In the field of large language models (LLMs), fine-tuning is a key process to improve performance and adjust behavior. However, fine-tuning for large models can be very expensive due to huge memory requirements. Recently, the University of Washington published an innovative solution to this problem-QLoRA (Quantized Low-Rank Adapter).

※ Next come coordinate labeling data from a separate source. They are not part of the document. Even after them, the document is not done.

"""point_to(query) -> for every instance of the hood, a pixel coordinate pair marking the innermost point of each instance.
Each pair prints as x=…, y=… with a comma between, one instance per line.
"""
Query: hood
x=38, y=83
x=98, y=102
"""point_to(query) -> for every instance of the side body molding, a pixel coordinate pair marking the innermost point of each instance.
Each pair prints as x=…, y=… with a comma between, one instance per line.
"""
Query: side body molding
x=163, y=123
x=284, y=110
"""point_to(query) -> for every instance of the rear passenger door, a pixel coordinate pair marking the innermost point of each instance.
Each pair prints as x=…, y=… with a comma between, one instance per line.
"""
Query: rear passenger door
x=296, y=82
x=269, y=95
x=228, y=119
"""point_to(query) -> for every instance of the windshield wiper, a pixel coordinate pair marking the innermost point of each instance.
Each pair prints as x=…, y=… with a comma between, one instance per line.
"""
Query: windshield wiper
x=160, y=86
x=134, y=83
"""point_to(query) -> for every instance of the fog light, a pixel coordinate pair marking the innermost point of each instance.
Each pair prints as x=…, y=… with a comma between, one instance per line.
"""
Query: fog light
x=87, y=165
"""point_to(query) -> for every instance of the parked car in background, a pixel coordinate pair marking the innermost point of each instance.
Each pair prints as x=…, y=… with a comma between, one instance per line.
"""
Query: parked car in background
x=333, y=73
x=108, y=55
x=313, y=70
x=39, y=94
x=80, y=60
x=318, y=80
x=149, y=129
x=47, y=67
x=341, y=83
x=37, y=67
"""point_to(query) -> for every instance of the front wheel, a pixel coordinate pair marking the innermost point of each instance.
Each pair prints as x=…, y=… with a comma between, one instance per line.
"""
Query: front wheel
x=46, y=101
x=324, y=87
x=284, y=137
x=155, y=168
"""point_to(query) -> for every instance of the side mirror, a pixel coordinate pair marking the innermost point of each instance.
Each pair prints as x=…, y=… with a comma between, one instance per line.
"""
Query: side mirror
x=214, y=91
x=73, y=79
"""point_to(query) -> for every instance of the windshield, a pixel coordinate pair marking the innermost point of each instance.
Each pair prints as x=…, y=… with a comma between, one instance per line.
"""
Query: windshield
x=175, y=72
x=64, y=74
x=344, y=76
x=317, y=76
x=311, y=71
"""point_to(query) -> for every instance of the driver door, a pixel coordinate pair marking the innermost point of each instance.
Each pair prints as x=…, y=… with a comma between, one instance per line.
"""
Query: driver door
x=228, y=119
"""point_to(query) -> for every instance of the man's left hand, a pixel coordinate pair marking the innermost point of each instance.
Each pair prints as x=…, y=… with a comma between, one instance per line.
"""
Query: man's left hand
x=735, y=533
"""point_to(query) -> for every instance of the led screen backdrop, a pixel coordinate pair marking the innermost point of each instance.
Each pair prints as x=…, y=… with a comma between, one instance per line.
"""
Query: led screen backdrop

QLoRA is a new method for fine-tuning large language models (LLM) that saves memory while maintaining speed. The working principle is to first quantize the LLM by 4 bits, thereby significantly reducing the memory footprint of the model. Next, the quantized LLM is fine-tuned using the low-order adapter (LoRA) method. LoRA enables the improved model to retain most of the accuracy of the original LLM while being smaller and faster.

The above is a brief introduction to QLoRA, and its principles and applications will be further discussed below.

2. Introduction to QLoRA

QLoRA is an efficient fine-tuning method that significantly reduces memory usage by backpropagating gradients into a low-order adapter (LoRA). It can fine-tune a 65 billion-parameter model on a single 48GB GPU and maintain full 16-bit fine-tuning task performance.

A new model family called Guanaco was also launched, which performed well on the Vicuna benchmark, reaching 99.3% of the ChatGPT performance level. What is surprising is that such excellent results can be achieved with only 24 hours of fine-tuning on a single GPU. These innovations enable model fine-tuning in a more efficient manner with limited resources, and achieve very satisfactory results.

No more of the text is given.